I became interested in this novel because author H.D. Carlton became a runaway bestseller without backing from a Big-Five publisher. Maybe, I thought, she tapped some unrecognized reservoir of readership the algorithm-driven mainstreamers ignored. Having read this one, I suspect that her magic must be her willingness to air Freudian linen, because I don’t recall a more bog-standard psychological tapestry recently outside an undergraduate psych textbook.
Like Carlton, Addie is an independent novelist, and therefore has remarkable time liberty. She apparently has freedom to supervise the professional restoration of Parsons Manor, while also having lunch dates with her best friend, and live author appearances. Despite her freedom, though, she has no ability to supervise her house, so her stalker has an unimpeded ability to enter, leave flowers and letters, raid her liquor cabinet, and escape unseen.
And what a stalker. He has time enough to haunt Addie’s romantic life, including torturing and humiliating her dates. But he moonlights as a vigilante, hunting a national human trafficking network. This secondary plot is tonally inconsistent with the Gothic main plot, resembling an unsold Hollywood treatment.
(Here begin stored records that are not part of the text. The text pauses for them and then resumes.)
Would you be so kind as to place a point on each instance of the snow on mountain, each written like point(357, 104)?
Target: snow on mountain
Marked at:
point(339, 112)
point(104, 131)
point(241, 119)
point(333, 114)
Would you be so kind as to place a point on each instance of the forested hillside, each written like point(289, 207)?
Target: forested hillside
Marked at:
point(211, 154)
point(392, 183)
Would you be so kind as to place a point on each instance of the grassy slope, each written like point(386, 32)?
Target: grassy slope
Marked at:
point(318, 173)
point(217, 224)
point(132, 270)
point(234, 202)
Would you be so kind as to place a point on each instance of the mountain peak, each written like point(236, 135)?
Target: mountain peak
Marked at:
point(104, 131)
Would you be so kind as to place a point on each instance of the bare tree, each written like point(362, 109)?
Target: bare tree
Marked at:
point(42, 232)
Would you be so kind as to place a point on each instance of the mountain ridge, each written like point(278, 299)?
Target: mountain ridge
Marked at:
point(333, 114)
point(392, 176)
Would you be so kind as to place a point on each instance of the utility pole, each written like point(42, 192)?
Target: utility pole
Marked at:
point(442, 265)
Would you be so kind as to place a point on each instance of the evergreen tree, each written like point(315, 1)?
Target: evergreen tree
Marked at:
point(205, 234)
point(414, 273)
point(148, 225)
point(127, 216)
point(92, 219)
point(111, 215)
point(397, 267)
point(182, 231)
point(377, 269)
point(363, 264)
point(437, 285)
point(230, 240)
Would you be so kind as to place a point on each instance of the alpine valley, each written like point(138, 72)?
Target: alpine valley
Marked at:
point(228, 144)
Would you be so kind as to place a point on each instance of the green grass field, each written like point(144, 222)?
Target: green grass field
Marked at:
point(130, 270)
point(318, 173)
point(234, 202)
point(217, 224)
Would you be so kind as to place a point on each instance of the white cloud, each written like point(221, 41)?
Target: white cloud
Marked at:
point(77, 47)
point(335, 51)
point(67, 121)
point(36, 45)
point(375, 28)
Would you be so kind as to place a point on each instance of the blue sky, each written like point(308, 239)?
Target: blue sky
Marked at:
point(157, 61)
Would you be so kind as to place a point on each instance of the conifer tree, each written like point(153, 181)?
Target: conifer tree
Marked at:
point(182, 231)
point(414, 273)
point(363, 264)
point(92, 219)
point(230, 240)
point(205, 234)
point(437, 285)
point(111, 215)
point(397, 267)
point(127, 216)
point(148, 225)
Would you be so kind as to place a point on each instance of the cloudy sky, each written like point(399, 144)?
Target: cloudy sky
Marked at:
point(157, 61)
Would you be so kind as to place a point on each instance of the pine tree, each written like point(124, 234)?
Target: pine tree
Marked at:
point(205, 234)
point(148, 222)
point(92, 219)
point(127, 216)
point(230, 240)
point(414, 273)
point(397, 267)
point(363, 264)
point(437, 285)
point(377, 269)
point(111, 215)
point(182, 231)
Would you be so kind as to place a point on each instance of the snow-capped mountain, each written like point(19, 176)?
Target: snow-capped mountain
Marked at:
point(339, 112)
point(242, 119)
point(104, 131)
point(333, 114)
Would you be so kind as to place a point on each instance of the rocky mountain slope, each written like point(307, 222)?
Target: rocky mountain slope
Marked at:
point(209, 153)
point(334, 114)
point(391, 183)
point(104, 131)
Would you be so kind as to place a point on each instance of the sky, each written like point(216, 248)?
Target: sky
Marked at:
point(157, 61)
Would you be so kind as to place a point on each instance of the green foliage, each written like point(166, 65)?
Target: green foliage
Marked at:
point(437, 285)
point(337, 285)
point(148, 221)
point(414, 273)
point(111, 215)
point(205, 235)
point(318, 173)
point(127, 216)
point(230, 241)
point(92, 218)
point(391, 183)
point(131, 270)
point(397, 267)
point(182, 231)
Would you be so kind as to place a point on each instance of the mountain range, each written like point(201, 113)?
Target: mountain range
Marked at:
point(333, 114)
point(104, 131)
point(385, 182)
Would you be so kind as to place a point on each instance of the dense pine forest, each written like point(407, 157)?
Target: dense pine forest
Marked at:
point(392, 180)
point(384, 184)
He’s also able to follow Addie from the city to her isolated country house, commit crimes, and destroy the evidence, remaining constantly invisible.
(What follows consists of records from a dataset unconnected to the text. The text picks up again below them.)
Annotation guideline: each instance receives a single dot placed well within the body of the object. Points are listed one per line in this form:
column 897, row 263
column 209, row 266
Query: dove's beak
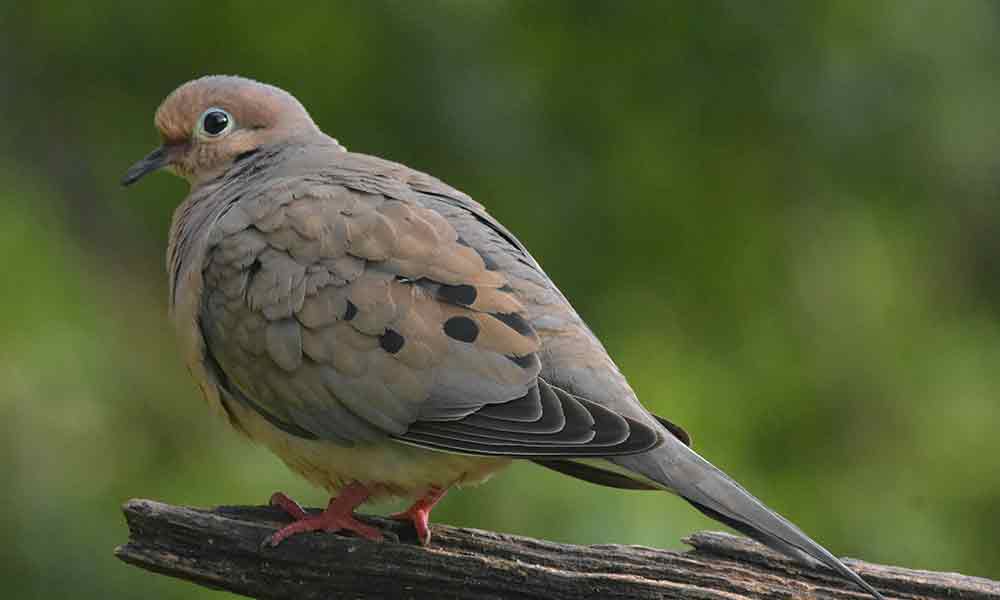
column 155, row 160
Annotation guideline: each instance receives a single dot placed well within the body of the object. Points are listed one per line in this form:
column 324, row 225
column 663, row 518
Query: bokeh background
column 781, row 218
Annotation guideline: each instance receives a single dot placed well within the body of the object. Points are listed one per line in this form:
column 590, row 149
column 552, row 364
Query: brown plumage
column 384, row 335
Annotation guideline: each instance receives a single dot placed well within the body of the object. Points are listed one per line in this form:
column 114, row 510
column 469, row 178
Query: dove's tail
column 681, row 470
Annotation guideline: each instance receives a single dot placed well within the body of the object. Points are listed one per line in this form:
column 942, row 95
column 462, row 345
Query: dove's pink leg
column 420, row 513
column 338, row 516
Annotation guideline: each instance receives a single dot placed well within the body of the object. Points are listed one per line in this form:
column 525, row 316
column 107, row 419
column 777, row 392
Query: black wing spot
column 351, row 312
column 391, row 341
column 464, row 294
column 462, row 329
column 489, row 263
column 515, row 322
column 528, row 361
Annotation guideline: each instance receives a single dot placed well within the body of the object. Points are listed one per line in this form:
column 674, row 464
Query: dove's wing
column 344, row 308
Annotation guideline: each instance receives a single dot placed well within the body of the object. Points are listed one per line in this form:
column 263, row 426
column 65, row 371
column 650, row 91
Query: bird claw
column 338, row 517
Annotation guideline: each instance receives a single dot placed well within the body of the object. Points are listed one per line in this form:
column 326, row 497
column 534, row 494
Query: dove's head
column 209, row 123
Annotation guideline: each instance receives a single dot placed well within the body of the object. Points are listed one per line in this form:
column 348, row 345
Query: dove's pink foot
column 420, row 514
column 338, row 516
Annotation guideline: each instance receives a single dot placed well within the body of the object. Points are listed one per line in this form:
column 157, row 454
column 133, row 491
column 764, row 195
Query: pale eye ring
column 215, row 122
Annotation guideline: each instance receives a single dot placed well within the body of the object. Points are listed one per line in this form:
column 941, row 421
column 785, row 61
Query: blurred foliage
column 782, row 219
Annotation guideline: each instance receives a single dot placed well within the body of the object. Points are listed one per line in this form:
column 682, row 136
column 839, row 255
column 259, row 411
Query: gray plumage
column 366, row 321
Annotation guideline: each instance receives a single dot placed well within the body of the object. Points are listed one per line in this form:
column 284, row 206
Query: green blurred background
column 782, row 219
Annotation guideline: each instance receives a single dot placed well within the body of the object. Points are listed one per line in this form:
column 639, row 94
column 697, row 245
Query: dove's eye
column 214, row 122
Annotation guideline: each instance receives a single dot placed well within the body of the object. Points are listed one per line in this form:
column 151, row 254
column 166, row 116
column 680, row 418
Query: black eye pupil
column 215, row 122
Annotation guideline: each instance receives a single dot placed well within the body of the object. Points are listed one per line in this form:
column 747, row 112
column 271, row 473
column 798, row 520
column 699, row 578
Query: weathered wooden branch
column 221, row 548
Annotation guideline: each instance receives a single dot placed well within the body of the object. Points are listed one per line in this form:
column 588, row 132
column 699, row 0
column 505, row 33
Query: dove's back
column 248, row 296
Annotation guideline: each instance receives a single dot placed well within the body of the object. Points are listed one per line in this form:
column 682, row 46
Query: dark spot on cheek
column 464, row 295
column 462, row 329
column 247, row 154
column 528, row 361
column 351, row 311
column 391, row 341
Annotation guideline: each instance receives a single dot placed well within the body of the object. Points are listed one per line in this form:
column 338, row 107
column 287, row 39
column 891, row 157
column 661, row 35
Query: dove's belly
column 387, row 469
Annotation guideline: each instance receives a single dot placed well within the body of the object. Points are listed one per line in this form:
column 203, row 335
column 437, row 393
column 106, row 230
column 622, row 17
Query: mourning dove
column 385, row 336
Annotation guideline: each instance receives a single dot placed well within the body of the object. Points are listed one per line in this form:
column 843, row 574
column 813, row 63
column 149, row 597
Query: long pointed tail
column 681, row 470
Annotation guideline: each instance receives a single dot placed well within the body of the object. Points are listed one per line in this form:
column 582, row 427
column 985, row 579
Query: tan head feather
column 207, row 123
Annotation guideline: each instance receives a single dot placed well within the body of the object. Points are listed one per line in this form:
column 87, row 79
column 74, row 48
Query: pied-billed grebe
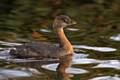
column 44, row 49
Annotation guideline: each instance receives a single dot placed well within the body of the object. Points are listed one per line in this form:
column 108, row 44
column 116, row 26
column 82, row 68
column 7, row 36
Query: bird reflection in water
column 64, row 63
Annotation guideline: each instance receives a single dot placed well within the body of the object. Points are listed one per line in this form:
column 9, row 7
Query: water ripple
column 71, row 70
column 100, row 49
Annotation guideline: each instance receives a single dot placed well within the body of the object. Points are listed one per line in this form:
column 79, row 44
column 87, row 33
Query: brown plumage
column 48, row 50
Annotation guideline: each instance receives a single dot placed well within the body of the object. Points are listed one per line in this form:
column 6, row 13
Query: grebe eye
column 66, row 20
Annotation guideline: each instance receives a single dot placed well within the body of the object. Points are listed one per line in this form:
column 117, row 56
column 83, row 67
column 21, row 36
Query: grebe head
column 62, row 21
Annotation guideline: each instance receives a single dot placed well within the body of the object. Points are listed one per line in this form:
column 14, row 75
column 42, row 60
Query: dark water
column 96, row 57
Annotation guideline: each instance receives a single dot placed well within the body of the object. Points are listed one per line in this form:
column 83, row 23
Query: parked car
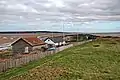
column 50, row 49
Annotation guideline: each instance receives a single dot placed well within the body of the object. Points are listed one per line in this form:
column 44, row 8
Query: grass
column 98, row 60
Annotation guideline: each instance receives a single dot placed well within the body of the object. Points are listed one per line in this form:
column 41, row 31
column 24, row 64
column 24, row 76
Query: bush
column 96, row 45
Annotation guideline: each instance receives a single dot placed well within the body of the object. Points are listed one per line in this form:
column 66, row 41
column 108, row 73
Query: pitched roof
column 56, row 39
column 33, row 41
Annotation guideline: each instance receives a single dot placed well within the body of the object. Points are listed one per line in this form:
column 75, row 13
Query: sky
column 60, row 15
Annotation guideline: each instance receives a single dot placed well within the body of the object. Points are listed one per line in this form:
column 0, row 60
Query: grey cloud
column 50, row 10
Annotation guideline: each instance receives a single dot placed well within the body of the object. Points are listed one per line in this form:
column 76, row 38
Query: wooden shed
column 27, row 45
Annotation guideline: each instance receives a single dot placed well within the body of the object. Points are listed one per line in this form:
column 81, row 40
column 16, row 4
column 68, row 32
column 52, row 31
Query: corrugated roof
column 33, row 41
column 56, row 39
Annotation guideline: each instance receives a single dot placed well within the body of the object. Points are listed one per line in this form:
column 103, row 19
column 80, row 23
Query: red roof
column 34, row 41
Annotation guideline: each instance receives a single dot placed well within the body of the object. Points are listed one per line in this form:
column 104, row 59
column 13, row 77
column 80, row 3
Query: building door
column 26, row 49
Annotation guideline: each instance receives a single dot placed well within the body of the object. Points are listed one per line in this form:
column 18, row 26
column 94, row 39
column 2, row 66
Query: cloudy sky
column 59, row 15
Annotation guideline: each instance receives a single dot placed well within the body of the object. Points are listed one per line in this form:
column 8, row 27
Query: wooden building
column 55, row 41
column 27, row 45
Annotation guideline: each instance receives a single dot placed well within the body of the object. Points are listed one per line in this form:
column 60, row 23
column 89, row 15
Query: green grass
column 98, row 60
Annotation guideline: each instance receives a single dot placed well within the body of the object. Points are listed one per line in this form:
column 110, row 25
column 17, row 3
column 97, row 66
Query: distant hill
column 14, row 32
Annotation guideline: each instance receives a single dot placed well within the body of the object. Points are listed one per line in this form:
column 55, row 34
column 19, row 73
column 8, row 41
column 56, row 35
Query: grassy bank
column 98, row 60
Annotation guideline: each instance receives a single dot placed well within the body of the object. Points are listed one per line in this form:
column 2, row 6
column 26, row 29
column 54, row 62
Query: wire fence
column 17, row 62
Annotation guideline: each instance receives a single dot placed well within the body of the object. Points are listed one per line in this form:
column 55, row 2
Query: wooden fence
column 28, row 58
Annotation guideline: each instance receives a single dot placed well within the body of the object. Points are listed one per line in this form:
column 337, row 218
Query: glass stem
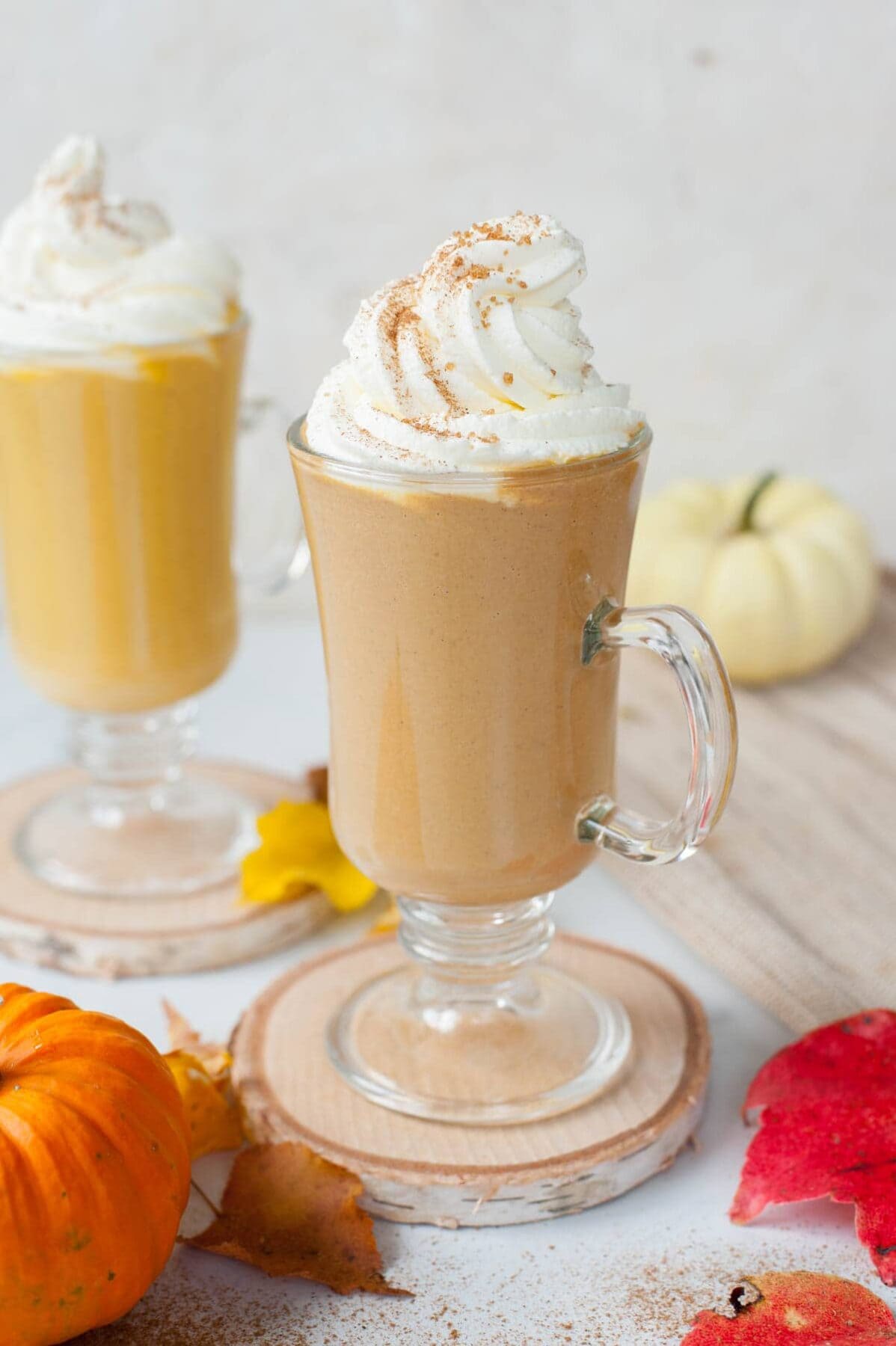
column 133, row 755
column 475, row 953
Adeline’s support network apparently consists of two people: her mother and her best friend. Daya, her best friend, has one role: try to get Addie laid. That’s her response to everything. Excessively ambitious house restoration project? Let’s get drunk and laid. Stalker somehow entering Addie’s locked house and leaving tokens? Let’s get drunk and laid. Describing Daya as Adeline’s Freudian id is, frankly, generous.
Her mother, therefore, is her Freudian superego. She exists to warn Addie against anything risky, chaotic, or fun. She appears when necessary to provide dire, sepulchral exposition, and to urge Addie to assume more socially acceptable adult responsibilities. At one key juncture, she drives an hour to give Addie a warning she could’ve conveyed in a text message, because fundamentally, she isn’t a rounded person, she’s a narrative device.
H.D. Carlton |
If we understand Addie’s supporting cast in Freudian terms, then her nameless stalker represents both Eros and Thanos. He selects Addie entirely because she’s beautiful, which he expounds in lush detail. But, without speaking to her (or reading her prose) he declares himself “addicted” to her. Then he proclaims: “All I want is to break her. Shatter her into pieces. And then arrange those pieces to fit against my own.”
Yikes.
Carlton manipulates the story to ensure that Addie’s stalker remains, for narrative purposes, blameless. Sure, he’s a violent torturer, but it’s okay, because the people he hurts are QAnon-style human traffickers. Sure, he captures and murders any man Addie attempts to hook up with, but it’s okay, because she brings home abusers and criminals who deserve being hurt. Violence winds up being protective, nurturing, even benevolent. Brutality as romantic desire.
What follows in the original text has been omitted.